High Performance Computing and the Implications of Multi-core Architectures
Dave Turek, IBM
CTWatch Quarterly
February 2007

Over the past several years, public sector institutions (universities and government) and commercial enterprises have deployed supercomputing systems at an unparalleled rate, courtesy of favorable acquisition economics and compelling technological and business process innovation.

Manufacturers and producers of supercomputers have leveraged the price performance improvements of commodity microprocessors, the innovation in interconnect technologies, and the rise of Linux and open source software to reach classes of consumers unheard of as recently as five years ago.

In June of 1997, the so-called "fastest computer in the world," the ASCI Red machine at Sandia National Laboratory, was the first system exceeding a teraflop in compute power.1 Today, the same amount of compute power could be acquired for around $200,000, making supercomputing affordable to small companies, single academic departments and, in some cases, even individual researchers.

While these dramatic improvements in systems affordability have been taking place, the ability to extract value from the system is principally the consequence of well written and effective software.
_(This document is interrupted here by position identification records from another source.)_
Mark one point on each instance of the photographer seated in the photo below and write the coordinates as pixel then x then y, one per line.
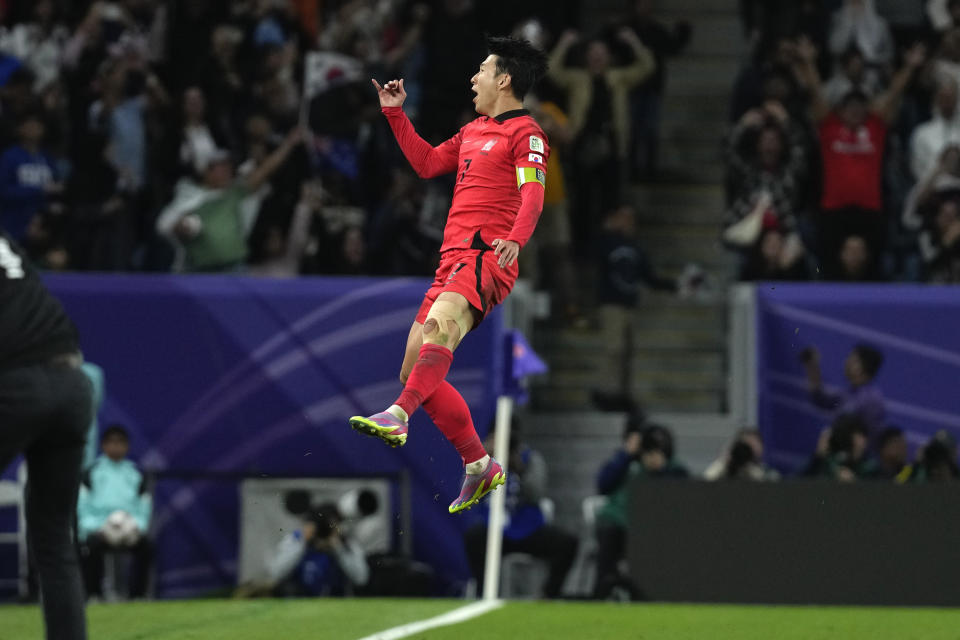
pixel 742 460
pixel 525 529
pixel 862 398
pixel 647 453
pixel 841 450
pixel 316 559
pixel 937 461
pixel 113 512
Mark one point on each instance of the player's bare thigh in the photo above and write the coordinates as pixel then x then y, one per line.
pixel 448 321
pixel 414 342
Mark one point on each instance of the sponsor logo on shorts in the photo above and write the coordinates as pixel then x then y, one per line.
pixel 459 265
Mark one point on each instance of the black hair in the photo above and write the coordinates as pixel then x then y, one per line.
pixel 521 60
pixel 870 357
pixel 367 502
pixel 657 438
pixel 741 455
pixel 31 114
pixel 888 435
pixel 854 95
pixel 115 430
pixel 853 51
pixel 325 517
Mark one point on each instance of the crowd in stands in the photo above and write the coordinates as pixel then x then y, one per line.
pixel 841 159
pixel 203 136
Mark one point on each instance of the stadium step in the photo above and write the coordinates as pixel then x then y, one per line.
pixel 679 360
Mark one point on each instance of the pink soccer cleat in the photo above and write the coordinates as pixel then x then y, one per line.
pixel 383 425
pixel 476 486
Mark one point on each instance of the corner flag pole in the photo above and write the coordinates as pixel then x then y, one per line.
pixel 491 574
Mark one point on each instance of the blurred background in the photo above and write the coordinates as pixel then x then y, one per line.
pixel 741 273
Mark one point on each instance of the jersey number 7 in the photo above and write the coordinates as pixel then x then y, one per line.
pixel 466 162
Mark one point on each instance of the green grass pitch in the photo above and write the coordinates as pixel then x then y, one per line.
pixel 352 619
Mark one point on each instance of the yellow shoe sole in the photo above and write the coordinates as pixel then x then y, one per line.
pixel 498 480
pixel 370 428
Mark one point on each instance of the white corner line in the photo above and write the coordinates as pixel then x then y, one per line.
pixel 459 614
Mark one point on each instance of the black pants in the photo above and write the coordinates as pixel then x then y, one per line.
pixel 836 225
pixel 44 413
pixel 555 546
pixel 611 549
pixel 92 552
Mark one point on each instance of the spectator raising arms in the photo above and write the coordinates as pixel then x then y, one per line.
pixel 943 130
pixel 852 138
pixel 857 23
pixel 863 399
pixel 766 163
pixel 599 123
pixel 208 222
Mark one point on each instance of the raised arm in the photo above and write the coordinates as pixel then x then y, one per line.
pixel 428 161
pixel 530 153
pixel 885 105
pixel 808 75
pixel 643 64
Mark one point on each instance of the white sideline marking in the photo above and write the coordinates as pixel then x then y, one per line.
pixel 451 617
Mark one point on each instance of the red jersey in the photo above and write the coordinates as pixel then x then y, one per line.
pixel 852 163
pixel 495 158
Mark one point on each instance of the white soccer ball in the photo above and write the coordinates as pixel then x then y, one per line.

Here, the story for the industry is not quite as sanguine. From our customers, we hear that these systems are still difficult to use (for complete exploitation), and the applications they need either need to be ported, or even rewritten, to properly take advantage of all the hardware innovation in modern supercomputers.

This view is universal and strikes at the heart of the economic or scientific competitiveness of the institution: "Today's computational science ecosystem is unbalanced, with a software base that is inadequate to keep pace with and support evolving hardware and application needs … The result is greatly diminished productivity for both researchers and computing systems."2

As we contemplate each new hardware innovation for supercomputing, we must understand at the most fundamental level that software is the key to unlocking the value of the system for the benefit of the enterprise or the researcher.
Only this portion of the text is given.